Roanoke Times presented my recent ideas on ecological Services .
There has been several articles in the mail in a few months, too many suggesting that this concept will not go away and that many new articles will emerge in "environmental economics" about the topic of ecological or environmental services..
Ask, is "pumping" a service of the heart? What is a heart to the person if not with "pumping?" Things provide service. Service is also a function, a namable action. Can they be separated; need they be separated?
Are "retarding erosion" and "providing housing for insect-eating birds" not services of forests? The forest with its trees is a resource. It provides many goods and services, among a list of other generalized "benefits."
If we must pay for the benefits derived from forests, let us pay for forests, the well-known resource and then let each person benefit and appreciate as they may be able.
If we need forests for many public benefits, then let us deduct from landowner real-estate or land-use taxes an amount that wise people think appropriate, the amount we the people are willing to forego in public tax income for the likely un-named gains we will receive. The public thus pays for the general public welfare gained from the retained forests of the land owners. If they remove and convert them to other land uses, then let those new tax rates prevail.

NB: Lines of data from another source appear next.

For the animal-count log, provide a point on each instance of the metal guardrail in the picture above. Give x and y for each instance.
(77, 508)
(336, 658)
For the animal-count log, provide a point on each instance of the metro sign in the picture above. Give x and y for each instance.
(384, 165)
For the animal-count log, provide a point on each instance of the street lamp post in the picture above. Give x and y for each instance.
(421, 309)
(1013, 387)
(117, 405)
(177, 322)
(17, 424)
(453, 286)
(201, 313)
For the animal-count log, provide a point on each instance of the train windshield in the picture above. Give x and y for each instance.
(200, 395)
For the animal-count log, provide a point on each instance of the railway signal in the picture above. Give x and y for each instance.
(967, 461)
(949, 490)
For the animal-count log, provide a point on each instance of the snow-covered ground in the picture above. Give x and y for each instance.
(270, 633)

Take erosion, costs or water treatment, loss of crop land richness, damage of certain floods as the costs of not having retained forests.
Dare we say "providing many logging jobs" is a service of the forests of the state?
Take the statewide taxes on the financial gains (I-O analyses)from the forest industry and the forest-game hunting industry as the extra monetary gain from forests.
There are alternative ways to value and "pay" for goods and services. Trying to separate them for specific charges requires too many "Solomons," and there are few.